The contained values are mostly Integer value objects so I don't think the size of the contained values matters too much here. 包含的值主要是整数值对象,所以我不认为包含的值的大小在这里太重要了。

What causes this 2 orders of magnitude difference? 是什么导致这2个数量级的差异? I'm not entirely sure that "JVM/collections libraries optimization" can cover the whole difference; 我不完全确定“JVM /集合库优化”可以涵盖整体差异; otherwise it'd have to be one hell of a JVM/java std lib optimization. 否则它必须是一个JVM / java std lib优化的地狱。

The space used should be the same on the Oracle JVM/OpenJDK for a 64-bit JVM with 32-bit references (Compressed oops) 对于具有32位引用的64位JVM,Oracle JVM / OpenJDK上使用的空间应该相同(压缩oops)

For a Node with two references 对于具有两个引用的节点

header: 12 bytes
two references: 8 bytes
alignment padding: 4 bytes

total is 24 bytes per node as all objects are aligned by 8 byte offsets by default. 每个节点的总数为24个字节,因为默认情况下所有对象都由8个字节的偏移量对齐。

For a Node with three references 对于具有三个引用的节点

header: 12 bytes
three references: 12 bytes
alignment padding: 0 bytes

the total is 24 bytes again. 总数再次是24个字节。

The real question is why did you see any difference at all. 真正的问题是你为什么看到任何差异。 This is most likely due to inaccurate memory accounting. 这很可能是由于内存记帐不准确造成的。

The JVM uses a TLAB (Thread Local Allocation Buffer) This allows the threads in a JVM to grab chunks of memory and allocate concurrently from those chunks. JVM使用TLAB(线程本地分配缓冲区)这允许JVM中的线程获取内存块并从这些块中同时分配。 On the downside, you only see how much memory is used from the common Eden space ie you have no idea how much of each chunk is used. 在缺点方面,您只能看到从常见的Eden空间中使用了多少内存,即您不知道每个块的使用量是多少。

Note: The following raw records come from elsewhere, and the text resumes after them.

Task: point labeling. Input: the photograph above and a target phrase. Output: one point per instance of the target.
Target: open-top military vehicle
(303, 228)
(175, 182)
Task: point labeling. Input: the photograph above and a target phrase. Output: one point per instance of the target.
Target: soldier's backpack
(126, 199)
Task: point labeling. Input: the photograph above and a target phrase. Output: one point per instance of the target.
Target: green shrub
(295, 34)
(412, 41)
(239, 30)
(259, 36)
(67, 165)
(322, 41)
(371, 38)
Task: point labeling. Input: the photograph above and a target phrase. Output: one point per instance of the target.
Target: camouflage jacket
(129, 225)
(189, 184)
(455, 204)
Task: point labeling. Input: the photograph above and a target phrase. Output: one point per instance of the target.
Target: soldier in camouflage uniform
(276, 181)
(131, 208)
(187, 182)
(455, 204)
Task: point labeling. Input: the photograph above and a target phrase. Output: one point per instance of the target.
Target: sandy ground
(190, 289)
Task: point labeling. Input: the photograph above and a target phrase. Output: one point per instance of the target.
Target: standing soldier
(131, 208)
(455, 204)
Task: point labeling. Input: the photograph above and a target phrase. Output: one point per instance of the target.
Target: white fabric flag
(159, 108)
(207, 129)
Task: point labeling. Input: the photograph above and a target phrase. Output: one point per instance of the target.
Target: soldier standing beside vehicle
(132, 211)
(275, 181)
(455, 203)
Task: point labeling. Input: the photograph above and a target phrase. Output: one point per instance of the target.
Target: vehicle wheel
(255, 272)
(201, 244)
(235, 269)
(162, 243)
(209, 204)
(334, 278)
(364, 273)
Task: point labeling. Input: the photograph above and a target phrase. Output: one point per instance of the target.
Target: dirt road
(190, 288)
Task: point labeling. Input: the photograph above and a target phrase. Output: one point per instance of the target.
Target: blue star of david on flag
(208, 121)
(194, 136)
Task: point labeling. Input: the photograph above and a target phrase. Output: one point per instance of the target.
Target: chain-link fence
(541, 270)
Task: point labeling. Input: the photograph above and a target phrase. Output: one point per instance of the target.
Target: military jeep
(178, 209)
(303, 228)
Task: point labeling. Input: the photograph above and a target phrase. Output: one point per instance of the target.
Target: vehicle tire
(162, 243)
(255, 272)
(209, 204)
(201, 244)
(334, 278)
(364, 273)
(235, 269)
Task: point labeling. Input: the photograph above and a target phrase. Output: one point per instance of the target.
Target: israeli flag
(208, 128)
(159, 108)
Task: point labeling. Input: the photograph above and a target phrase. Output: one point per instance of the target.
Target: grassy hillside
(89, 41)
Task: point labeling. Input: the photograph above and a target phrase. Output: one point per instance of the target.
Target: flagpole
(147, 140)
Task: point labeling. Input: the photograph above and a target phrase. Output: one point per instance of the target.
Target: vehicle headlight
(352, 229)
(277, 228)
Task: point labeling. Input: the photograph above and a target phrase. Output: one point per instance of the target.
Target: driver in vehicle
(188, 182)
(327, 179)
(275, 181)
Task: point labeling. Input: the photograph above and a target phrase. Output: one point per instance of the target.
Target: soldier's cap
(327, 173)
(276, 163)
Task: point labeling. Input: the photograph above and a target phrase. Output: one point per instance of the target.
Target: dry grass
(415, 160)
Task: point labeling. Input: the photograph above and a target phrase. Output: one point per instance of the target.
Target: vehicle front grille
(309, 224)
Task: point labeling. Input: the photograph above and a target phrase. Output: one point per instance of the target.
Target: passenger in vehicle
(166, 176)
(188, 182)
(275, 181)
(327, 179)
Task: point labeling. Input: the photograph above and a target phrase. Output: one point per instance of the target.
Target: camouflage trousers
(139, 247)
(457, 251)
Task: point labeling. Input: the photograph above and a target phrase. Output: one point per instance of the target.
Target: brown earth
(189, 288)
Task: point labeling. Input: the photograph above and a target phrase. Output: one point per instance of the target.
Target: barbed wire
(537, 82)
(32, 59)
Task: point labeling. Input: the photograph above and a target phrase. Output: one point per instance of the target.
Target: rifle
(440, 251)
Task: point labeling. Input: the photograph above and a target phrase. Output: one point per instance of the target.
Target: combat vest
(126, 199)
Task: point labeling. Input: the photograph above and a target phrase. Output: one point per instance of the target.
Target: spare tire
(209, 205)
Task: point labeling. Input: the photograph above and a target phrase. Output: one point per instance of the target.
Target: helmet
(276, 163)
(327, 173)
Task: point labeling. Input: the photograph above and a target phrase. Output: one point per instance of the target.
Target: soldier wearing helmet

A simple way around this is to turn off the TLAB which gives you byte-by-byte memory account (at the cost of some performance) 一个简单的方法是关闭TLAB,它为您提供逐字节内存帐户(以某些性能为代价)

ig try -XX:-UseTLAB on the command line to disable the TLAB and you will see the size of every object allocated. ig try -XX:-UseTLAB在命令行上禁用-XX:-UseTLAB ,您将看到分配的每个对象的大小。

It's hard to see why there's any difference at all. 很难理解为什么会有任何差异。

First note that a Java object has significant overhead in the form of its header. 首先请注意,Java对象的标头形式有很大的开销。 That reduces your 50% expectation right there. 那会降低您50%的期望值。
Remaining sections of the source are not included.